We believe that don’t we? Even when all hell breaks loose and it seems like the whole heavens are being torn asunder we have hope that the best is yet to come. We believe in a future beyond the present. We believe that love will have the final word. We believe that all injustices will be made right. That all things sick and broken will be healed and made whole.
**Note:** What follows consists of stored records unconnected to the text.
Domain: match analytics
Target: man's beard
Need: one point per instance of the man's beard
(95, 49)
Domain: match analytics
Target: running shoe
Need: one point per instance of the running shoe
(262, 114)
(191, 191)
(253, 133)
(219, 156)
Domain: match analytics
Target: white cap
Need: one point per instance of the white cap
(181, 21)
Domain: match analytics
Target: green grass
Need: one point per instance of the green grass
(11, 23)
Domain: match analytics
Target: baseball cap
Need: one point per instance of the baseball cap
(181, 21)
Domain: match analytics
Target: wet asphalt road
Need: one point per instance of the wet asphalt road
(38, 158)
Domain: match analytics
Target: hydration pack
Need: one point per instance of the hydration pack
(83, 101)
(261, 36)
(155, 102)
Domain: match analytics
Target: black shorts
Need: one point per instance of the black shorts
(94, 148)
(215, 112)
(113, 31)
A few years ago I watched a film simply titled “Ride.” It’s an independent film that Helen Hunt both produced and starred in. It tells the story of an overprotective New York mother who follows her son to Los Angeles when he drops out of college to surf. He goes to visit his father and decides to stay. She can’t stand it and jumps on a plane. She gets fired from her job as a prominent New York book editor and decides to stay in Los Angeles. She develops a relationship with a surfing instructor who teaches her how to surf and eventually she opens up to him and shares the story of having a son die when he was young (which was of course a major factor in her trying to manage her other son’s life). He tells her that when he was young and lived with his mom she went through some tragic stuff also. So she asks him, “What did you want from your mother?” His response is a great line that I hope you will remember. He says, “I wanted her to enjoy life anyway.” In spite of all the bad stuff that happened to her he wanted her to find a way to embrace life, to say “yes” to life.

Sisters and brothers, that’s what hope can do for us. No matter how bad it gets, hope gives us the energy to get up again and face the trials and struggles of today. It inspires us to keep trusting, keep praying, and to keep loving and caring because love will ultimately win. The Christ, the God of all creation, the father and mother of every person who has ever lived, will have the final word. Evil will be vanquished, the common good will prevail, and the law of love will be written on our minds and our hearts.      

Our good God, many of us have never had to face the kind of desperation that those who are part of this traveling caravan have had to face in life, and we hope we will never have to, but if we do, may we find the hope that gives us the strength and courage and will to not give up. And when our world starts to crumble and we face real suffering and trials, give us the grace to not lose hope, and help us to say yes to life regardless. In the name of Christ I pray. Amen.